Let be $f:[1,\infty)\to [0,\infty)$ a monotonically decreasing function, $\int\limits_1^{\infty}f(x)dx$ an improper integral and $\sum\limits_{k=1}^{\infty}f(k)$ a convergent series. For sake of simplicity let's assume that we already know that $\int\limits_1^{t}f(x)dx\leq\sum\limits_{k=1}^{\infty}f(k)$ for all $t\in (1,\infty)$. Our professor showed that $\int\limits_1^{\infty}f(t)dt$ exists in a very strange way which I think is wrong.
Professor's proof:
We assume that $\int\limits_1^{\infty}f(x)dx$ is divergent. So we can conclude that there exists a sequence $\left(\beta_k\right)_{k\in\mathbb{N}}\in(1,\infty)$ with $\lim\limits_{k\to\infty}\beta_k=\infty$ such that the sequence $\left(b_k\right)_{k\in\mathbb{N}}$ with $b_k:=\int\limits_1^{\beta_k}f(x)dx$ is divergent. Let be $\left(\beta_k\right)_{k\in\mathbb{N}}$ monotonically increasing then it follows that $\left(b_k\right)_{k\in\mathbb{N}}$ is also monotonically increasing. So $\left(b_k\right)_{k\in\mathbb{N}}$ is monotone and bounded and hence convergent (due to monotone convergence theorem). This is a contradiction to the statement at the beginning so that $\int\limits_1^{\infty}f(x)dx$ must be convergent.

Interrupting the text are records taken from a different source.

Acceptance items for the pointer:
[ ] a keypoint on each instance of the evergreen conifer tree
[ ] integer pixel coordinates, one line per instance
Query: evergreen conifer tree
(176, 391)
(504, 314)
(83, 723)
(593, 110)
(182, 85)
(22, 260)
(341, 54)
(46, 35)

How is it possible to draw this conclusion if we only look at sequences $\left(\beta_k\right)_{k\in\mathbb{N}}$ that are monotonically increasing? I suspect that the professor has confused divergence with unboundedness which are not equivalent notions.
What if we include all sequences (also the non-monotone ones)? Then we can no longer make use of the monotone convergence theorem because it's not guaranteed that $b_k:=\int\limits_1^{\beta_k}f(x)dx$ remains monotonically increasing. Any help or comments are appreciated!